Book and state Rep. Kristin Jacobs, D-Coconut Creek, also want a task force to address the once-hidden issue of sexual harassment and misconduct in the Legislature, which some women say is pervasive in Tallahassee. Good idea.

RELATED: Legislative sex scandals lead McKinlay to seek women’s board revival

In Palm Beach County, County Mayor Melissa McKinlay has reacted constructively: choosing this time to propose re-establishing the Commission on the Status of Women. This creature of the 1970s expired in 1995, but, as McKinlay says, the 15-member advisory board is “more important than ever.” Its tasks, McKinlay said, would include making sure county government’s sexual harassment policies are in line with modern practices.

But the panel should see its job as much broader than that. Its purview should be nothing less than ensuring that women are fully respected throughout the county’s 5,500-person workforce. The best hope is that their work will set a tone for all other workplaces in this county.

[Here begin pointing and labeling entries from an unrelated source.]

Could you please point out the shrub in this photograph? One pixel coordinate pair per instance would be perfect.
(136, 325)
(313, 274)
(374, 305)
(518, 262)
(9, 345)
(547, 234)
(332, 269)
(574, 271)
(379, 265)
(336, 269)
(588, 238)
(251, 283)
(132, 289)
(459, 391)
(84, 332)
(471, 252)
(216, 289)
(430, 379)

As in all revolutions, things can go overboard: Innocent men may be unjustly accused. Punishments may exceed the crime, and not every offense is equal. But where is the line? Our society must sort this out with as much seriousness (and as little politicization) as we can muster.

This revolution is happening because men have taken terrible liberties with women, because a power imbalance gave them a sense of license and because our male-dominated culture was all too content to turn a blind eye.

Those days, as O’Donnell said, must come to an end. Women are speaking up — with contagious courage.

This revolution is happening because it is necessary.